You want stronger legs, right? Running won't help much besides improving your endurance. You need a strong base and a lot of power. In other words, you should do exercises like squats, power cleans, or leg press to build mass, and then add in some plyometrics, which train explosiveness and power. The site I linked has information on plyometrics as well. You should also improve your flexibility through dynamic stretches.
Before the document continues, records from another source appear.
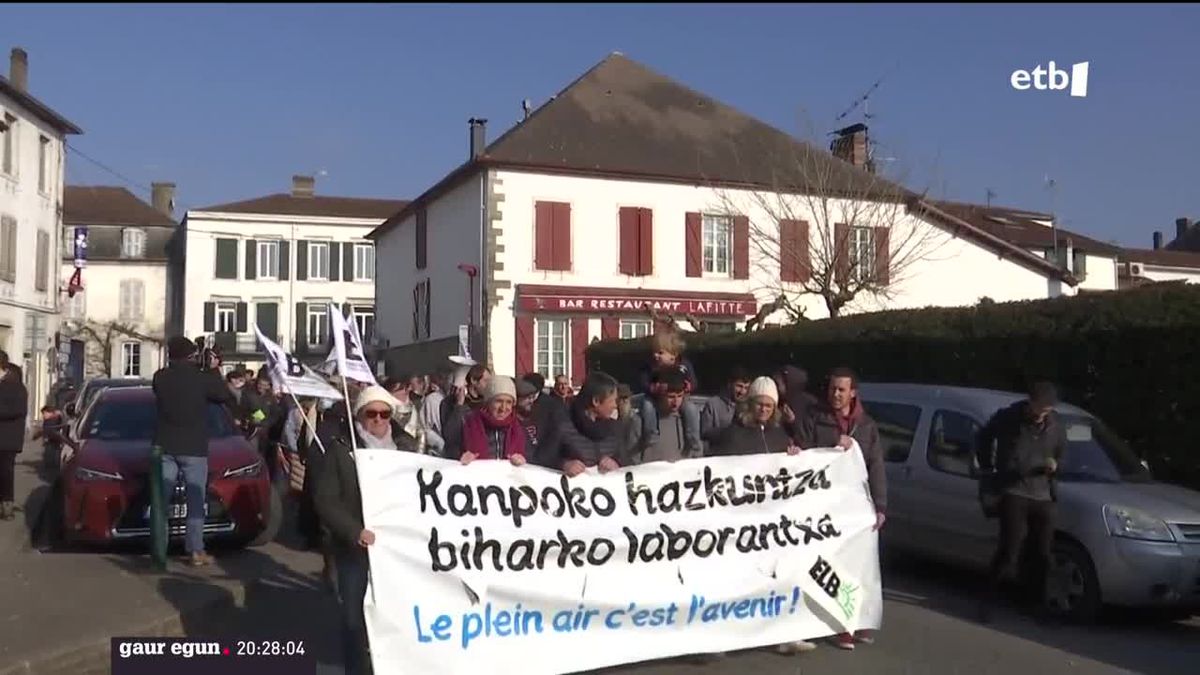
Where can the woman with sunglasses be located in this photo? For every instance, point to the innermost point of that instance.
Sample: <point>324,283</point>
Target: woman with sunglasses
<point>493,431</point>
<point>340,507</point>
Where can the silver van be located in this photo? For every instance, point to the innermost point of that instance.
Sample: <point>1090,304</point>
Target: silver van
<point>1122,538</point>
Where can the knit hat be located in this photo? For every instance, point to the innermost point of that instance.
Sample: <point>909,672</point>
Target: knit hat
<point>526,388</point>
<point>375,394</point>
<point>501,386</point>
<point>763,387</point>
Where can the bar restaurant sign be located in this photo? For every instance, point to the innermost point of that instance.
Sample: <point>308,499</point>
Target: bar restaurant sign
<point>623,302</point>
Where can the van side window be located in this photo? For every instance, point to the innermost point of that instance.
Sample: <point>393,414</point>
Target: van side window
<point>952,442</point>
<point>898,428</point>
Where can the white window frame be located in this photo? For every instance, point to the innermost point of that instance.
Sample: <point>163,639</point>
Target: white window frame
<point>317,316</point>
<point>131,359</point>
<point>717,245</point>
<point>544,357</point>
<point>267,260</point>
<point>43,165</point>
<point>225,315</point>
<point>76,308</point>
<point>132,300</point>
<point>133,243</point>
<point>9,150</point>
<point>364,262</point>
<point>862,251</point>
<point>634,328</point>
<point>318,252</point>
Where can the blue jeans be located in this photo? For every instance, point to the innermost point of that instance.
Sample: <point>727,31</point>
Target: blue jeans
<point>690,424</point>
<point>196,482</point>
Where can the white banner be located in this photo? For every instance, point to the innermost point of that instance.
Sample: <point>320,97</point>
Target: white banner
<point>348,353</point>
<point>292,376</point>
<point>497,568</point>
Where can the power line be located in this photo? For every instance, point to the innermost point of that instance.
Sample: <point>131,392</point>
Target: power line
<point>111,169</point>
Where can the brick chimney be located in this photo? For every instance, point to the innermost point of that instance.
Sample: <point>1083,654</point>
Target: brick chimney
<point>304,185</point>
<point>18,69</point>
<point>162,198</point>
<point>478,137</point>
<point>851,145</point>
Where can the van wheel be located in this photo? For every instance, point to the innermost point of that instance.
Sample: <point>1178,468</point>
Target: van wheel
<point>274,520</point>
<point>1073,590</point>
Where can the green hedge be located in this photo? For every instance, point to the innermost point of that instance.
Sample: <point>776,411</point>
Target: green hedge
<point>1131,357</point>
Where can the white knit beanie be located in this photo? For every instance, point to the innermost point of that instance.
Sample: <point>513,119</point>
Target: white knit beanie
<point>375,394</point>
<point>763,387</point>
<point>501,386</point>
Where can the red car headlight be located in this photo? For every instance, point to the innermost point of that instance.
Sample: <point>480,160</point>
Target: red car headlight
<point>83,473</point>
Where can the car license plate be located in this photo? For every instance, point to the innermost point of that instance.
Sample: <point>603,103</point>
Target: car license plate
<point>175,512</point>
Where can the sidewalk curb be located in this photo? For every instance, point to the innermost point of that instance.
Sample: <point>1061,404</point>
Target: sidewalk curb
<point>94,656</point>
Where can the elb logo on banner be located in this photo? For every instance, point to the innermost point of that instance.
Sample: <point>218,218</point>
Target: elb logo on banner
<point>1053,78</point>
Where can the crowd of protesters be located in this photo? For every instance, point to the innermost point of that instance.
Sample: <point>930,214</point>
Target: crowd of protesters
<point>478,416</point>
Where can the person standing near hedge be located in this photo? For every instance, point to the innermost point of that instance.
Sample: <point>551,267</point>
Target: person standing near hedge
<point>835,423</point>
<point>1023,444</point>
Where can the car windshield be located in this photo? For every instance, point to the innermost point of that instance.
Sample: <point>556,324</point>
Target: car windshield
<point>135,420</point>
<point>1096,454</point>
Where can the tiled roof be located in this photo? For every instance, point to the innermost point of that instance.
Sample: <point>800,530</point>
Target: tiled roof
<point>316,205</point>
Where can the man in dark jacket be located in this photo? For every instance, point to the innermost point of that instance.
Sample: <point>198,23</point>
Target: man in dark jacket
<point>457,404</point>
<point>183,394</point>
<point>1021,446</point>
<point>13,410</point>
<point>834,423</point>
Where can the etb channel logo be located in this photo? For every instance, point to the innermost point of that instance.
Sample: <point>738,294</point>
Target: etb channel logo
<point>1053,78</point>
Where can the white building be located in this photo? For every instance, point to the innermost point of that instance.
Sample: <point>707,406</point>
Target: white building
<point>276,261</point>
<point>31,166</point>
<point>629,192</point>
<point>1179,261</point>
<point>117,324</point>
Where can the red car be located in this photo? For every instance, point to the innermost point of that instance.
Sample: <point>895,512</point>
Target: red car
<point>106,495</point>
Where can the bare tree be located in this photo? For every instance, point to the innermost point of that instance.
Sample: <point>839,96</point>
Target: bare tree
<point>827,228</point>
<point>101,339</point>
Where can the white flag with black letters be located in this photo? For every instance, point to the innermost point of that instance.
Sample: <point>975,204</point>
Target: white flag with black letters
<point>292,376</point>
<point>348,352</point>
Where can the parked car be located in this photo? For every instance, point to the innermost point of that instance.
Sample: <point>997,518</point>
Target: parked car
<point>105,491</point>
<point>1122,538</point>
<point>77,406</point>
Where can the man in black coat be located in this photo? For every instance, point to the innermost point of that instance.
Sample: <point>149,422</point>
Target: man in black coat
<point>13,410</point>
<point>183,394</point>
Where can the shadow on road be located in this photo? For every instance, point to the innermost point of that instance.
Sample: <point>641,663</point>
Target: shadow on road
<point>1133,640</point>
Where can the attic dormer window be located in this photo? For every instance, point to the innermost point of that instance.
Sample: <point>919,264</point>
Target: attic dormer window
<point>133,243</point>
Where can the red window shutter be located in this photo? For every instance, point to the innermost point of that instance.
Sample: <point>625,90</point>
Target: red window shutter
<point>741,248</point>
<point>562,237</point>
<point>629,240</point>
<point>610,328</point>
<point>646,242</point>
<point>525,344</point>
<point>882,256</point>
<point>544,233</point>
<point>579,350</point>
<point>803,255</point>
<point>421,240</point>
<point>693,245</point>
<point>841,252</point>
<point>787,258</point>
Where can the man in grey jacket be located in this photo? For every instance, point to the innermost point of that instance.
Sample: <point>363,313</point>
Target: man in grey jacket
<point>719,411</point>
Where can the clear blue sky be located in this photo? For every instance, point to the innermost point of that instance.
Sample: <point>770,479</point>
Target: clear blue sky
<point>229,101</point>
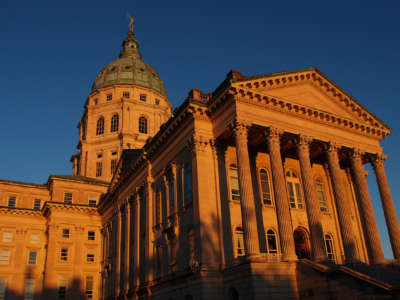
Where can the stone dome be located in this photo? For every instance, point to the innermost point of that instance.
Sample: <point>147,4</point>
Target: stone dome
<point>129,69</point>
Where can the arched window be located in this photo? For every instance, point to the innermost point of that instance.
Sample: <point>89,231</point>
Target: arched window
<point>234,178</point>
<point>272,246</point>
<point>265,187</point>
<point>294,190</point>
<point>142,125</point>
<point>319,186</point>
<point>239,242</point>
<point>114,123</point>
<point>100,126</point>
<point>330,250</point>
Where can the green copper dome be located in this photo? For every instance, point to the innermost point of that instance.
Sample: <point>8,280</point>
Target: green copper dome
<point>129,69</point>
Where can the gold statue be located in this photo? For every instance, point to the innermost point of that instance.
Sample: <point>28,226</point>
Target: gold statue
<point>131,21</point>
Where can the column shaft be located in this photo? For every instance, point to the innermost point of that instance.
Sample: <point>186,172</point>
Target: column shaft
<point>312,203</point>
<point>281,199</point>
<point>249,220</point>
<point>389,210</point>
<point>342,204</point>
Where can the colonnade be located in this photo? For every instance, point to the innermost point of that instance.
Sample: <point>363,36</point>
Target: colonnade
<point>372,239</point>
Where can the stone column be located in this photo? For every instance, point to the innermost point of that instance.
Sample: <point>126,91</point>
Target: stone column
<point>372,239</point>
<point>312,202</point>
<point>280,193</point>
<point>248,209</point>
<point>387,203</point>
<point>342,205</point>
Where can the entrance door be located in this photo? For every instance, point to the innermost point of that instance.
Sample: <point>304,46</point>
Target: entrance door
<point>301,242</point>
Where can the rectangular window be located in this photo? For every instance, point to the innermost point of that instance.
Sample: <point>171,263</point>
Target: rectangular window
<point>99,168</point>
<point>91,235</point>
<point>4,257</point>
<point>7,236</point>
<point>36,204</point>
<point>68,198</point>
<point>29,289</point>
<point>65,233</point>
<point>89,287</point>
<point>64,254</point>
<point>12,200</point>
<point>113,166</point>
<point>32,258</point>
<point>62,288</point>
<point>3,284</point>
<point>34,239</point>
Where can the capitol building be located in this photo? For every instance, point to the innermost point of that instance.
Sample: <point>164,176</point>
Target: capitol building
<point>255,190</point>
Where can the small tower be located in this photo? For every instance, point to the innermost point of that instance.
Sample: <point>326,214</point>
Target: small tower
<point>126,106</point>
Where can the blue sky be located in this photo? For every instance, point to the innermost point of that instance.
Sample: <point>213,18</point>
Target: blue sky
<point>51,52</point>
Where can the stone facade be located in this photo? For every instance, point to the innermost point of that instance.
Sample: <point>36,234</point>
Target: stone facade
<point>256,190</point>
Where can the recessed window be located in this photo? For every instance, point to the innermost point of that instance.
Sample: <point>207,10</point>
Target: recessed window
<point>7,236</point>
<point>36,204</point>
<point>32,258</point>
<point>91,235</point>
<point>65,233</point>
<point>100,126</point>
<point>142,125</point>
<point>64,254</point>
<point>4,257</point>
<point>12,200</point>
<point>114,123</point>
<point>234,180</point>
<point>68,198</point>
<point>99,168</point>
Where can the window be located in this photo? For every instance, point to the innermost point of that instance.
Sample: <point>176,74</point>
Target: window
<point>114,123</point>
<point>319,186</point>
<point>12,201</point>
<point>89,287</point>
<point>34,239</point>
<point>68,198</point>
<point>294,190</point>
<point>239,242</point>
<point>32,258</point>
<point>36,204</point>
<point>142,125</point>
<point>91,235</point>
<point>100,126</point>
<point>65,233</point>
<point>99,168</point>
<point>113,166</point>
<point>233,174</point>
<point>271,242</point>
<point>62,288</point>
<point>4,257</point>
<point>3,284</point>
<point>188,183</point>
<point>330,252</point>
<point>7,236</point>
<point>64,254</point>
<point>265,187</point>
<point>29,289</point>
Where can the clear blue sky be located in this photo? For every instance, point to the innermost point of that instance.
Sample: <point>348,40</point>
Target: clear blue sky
<point>51,51</point>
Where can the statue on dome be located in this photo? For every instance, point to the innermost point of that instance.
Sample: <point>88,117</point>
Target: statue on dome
<point>131,21</point>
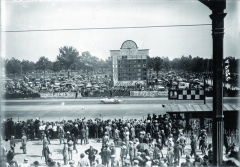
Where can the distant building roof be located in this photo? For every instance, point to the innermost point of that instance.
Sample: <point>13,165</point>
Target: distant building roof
<point>199,107</point>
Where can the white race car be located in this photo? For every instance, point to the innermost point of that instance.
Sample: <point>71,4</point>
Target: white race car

As for nutrition, you should either stay at your caloric maintenance level or go slightly above it. You can get a vague idea of it with an online calculate, but be aware that the more you practice soccer a day, the more you're going to have to eat to make up for those calories. One or two bottles of water is not a lot, by the way. That's about 2 to 4 cups. It's recommended you take in about 8 cups a day. By drinking less water, you may actually be retaining water (which would be detrimental to your speed and general ability due to the added weight) because your body needs to conserve it.
Posted Aug 22, '12 at 7:03pm
Sorry but I am feeling lazy right now and don't want to read. I should probably get back to working out. I do stuff on a workout ball. Makes everything harder and works your core while you do everything. Pushups on the ball is probably the hardest. Sit-ups/crunches are easier. Then I just pretty much do weights on the ball. Lunges, squats, and sometimes pull ups when I am not on the ball.
So sorry if this was answered and sorry for that fact that it is probably a dumb question but what is the difference between dips and squats?
Posted Aug 22, '12 at 7:24pm
Dips work the triceps and squats work the legs.
Are your hands or feet on the ball? If your hands are on the ball, you're asking for some snap action. If you lose your balance, best believe you're gonna tear something. I don't think I'd even put my feet on one of those, I'd rather use a bench or something.
Posted Aug 22, '12 at 8:07pm
I do feet cause it is too hard for me to do my hands. But no, you would not tear anything, unless you did it wrong.
The point of the ball is to work your core and stuff by making you keep your balance, a bench sorta kills that. If I don't want to do it on the ball I put my feet on my bed.